Mejor para quien vende por agregador: clasifique cada canal por separado
Con 22% de comisión promedio de agregador, un plato de 14 USD y 40% de costo de insumo deja alrededor de 2,3 USD de margen en delivery frente a unos 8,4 USD en sala, así que clasificar ambos canales en la misma matriz produce decisiones al azar. Si más del 20% de sus ventas sale por plataforma, necesita dos tableros, no uno. Aquí conviene mirar cómo lo resuelven las cadenas: McDonald's lanzó McValue en 2025 con combos que ahorran 15% frente a comprar los componentes por separado, y esa ingeniería de paquete existe porque el margen del conjunto se defiende mejor que el de la pieza suelta.
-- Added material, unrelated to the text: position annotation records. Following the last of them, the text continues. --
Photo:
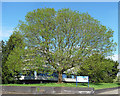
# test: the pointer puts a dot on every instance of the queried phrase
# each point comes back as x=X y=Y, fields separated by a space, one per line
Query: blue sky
x=105 y=12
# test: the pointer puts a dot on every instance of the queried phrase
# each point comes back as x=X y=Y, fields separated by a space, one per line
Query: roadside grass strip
x=92 y=85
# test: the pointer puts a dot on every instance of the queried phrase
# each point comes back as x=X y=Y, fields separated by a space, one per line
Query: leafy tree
x=99 y=69
x=65 y=37
x=15 y=41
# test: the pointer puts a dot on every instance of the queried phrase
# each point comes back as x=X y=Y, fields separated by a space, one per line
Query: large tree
x=15 y=43
x=65 y=37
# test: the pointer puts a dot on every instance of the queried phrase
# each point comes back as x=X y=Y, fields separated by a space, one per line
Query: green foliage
x=99 y=69
x=65 y=37
x=11 y=53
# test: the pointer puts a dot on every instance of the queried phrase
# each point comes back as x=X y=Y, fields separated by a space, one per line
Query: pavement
x=114 y=91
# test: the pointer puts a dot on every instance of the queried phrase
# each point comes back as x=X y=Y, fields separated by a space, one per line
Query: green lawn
x=96 y=86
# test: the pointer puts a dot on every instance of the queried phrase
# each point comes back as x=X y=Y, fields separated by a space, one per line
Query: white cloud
x=5 y=33
x=113 y=57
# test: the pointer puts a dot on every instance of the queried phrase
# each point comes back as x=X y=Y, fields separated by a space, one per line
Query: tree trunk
x=59 y=77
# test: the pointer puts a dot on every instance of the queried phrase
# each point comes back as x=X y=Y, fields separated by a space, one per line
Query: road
x=115 y=91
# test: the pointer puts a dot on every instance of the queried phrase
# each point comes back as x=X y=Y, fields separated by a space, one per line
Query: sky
x=105 y=12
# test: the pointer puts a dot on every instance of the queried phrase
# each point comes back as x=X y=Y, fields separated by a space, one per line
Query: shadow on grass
x=97 y=84
x=118 y=83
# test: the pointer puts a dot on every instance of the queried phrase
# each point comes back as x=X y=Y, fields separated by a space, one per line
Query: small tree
x=99 y=69
x=65 y=37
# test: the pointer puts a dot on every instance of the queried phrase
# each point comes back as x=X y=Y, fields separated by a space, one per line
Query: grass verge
x=95 y=86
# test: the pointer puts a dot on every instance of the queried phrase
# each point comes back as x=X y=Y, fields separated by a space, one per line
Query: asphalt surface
x=115 y=91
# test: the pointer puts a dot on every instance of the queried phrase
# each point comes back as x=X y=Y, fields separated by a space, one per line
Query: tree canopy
x=65 y=37
x=11 y=53
x=99 y=69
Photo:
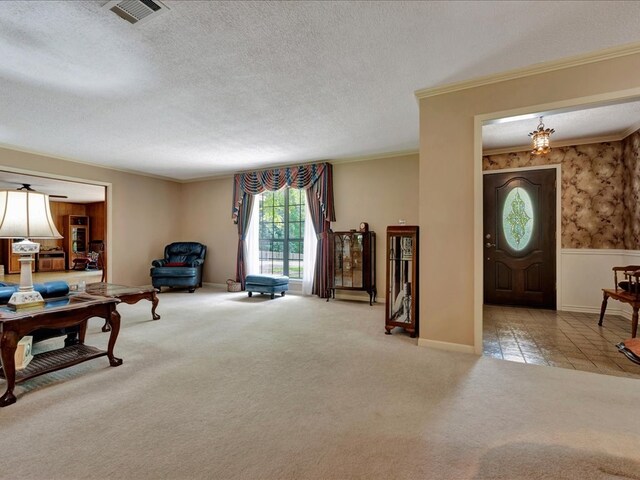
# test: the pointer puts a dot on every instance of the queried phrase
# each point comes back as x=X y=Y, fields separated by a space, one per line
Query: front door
x=519 y=238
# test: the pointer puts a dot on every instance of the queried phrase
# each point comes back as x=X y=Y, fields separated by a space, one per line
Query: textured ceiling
x=210 y=88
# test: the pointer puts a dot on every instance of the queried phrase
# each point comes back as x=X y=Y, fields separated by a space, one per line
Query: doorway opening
x=79 y=212
x=589 y=231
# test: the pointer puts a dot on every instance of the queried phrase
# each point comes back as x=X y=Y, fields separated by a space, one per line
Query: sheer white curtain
x=252 y=242
x=252 y=245
x=310 y=245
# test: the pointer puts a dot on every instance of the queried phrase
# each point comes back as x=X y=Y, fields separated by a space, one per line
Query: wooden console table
x=126 y=294
x=57 y=313
x=624 y=297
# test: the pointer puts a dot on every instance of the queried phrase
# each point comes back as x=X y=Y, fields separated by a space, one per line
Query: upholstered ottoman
x=271 y=284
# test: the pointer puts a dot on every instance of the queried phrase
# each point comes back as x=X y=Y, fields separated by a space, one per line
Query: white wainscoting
x=585 y=272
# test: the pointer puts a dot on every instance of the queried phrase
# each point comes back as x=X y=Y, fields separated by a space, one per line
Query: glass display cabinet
x=401 y=308
x=76 y=238
x=353 y=262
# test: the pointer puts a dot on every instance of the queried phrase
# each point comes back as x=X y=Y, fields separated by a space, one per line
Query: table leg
x=603 y=308
x=154 y=303
x=8 y=345
x=114 y=324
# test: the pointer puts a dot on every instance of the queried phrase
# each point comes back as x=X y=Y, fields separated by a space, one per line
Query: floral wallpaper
x=631 y=189
x=600 y=189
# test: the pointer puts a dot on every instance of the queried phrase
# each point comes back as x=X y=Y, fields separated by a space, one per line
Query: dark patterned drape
x=244 y=215
x=317 y=180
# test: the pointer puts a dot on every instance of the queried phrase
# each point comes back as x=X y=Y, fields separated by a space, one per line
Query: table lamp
x=26 y=214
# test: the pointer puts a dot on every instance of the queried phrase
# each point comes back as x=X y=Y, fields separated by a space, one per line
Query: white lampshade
x=25 y=214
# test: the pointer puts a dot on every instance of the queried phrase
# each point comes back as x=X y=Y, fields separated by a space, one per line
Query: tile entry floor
x=560 y=339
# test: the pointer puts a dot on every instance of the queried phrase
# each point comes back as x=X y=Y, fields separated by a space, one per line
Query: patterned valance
x=316 y=175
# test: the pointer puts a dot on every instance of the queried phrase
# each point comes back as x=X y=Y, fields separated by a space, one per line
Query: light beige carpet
x=227 y=387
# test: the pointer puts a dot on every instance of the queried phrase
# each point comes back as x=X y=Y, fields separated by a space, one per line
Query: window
x=282 y=216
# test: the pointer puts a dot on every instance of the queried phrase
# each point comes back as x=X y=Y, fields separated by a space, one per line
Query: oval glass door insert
x=517 y=218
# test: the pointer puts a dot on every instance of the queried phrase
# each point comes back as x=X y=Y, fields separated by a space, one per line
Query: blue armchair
x=180 y=267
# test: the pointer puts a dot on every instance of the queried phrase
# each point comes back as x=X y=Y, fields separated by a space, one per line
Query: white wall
x=586 y=272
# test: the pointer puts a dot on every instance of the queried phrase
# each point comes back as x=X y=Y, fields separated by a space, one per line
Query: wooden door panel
x=503 y=277
x=519 y=238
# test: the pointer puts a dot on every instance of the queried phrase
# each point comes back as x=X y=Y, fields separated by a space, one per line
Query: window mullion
x=285 y=249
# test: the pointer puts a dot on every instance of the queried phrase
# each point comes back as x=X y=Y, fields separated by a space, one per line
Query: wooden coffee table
x=125 y=294
x=56 y=313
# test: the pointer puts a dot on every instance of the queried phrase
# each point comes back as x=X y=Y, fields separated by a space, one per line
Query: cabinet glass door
x=347 y=260
x=400 y=279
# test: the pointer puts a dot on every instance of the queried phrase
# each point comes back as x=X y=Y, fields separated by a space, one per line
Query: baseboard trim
x=610 y=311
x=451 y=347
Como explica Diego F. Parra, consultor de restaurantes y fundador de Masterestaurant, el mismo plato puede ser estrella en sala y perro en delivery, y tratar los dos casos con una sola etiqueta es la forma más rápida de vaciar el cajón mientras las ventas suben.
¿Cuándo NO elegir la opción popular?
Hay tres escenarios donde la matriz Kasavana clásica —la opción popular, la que enseñan todas las escuelas— es la peor elección para su local.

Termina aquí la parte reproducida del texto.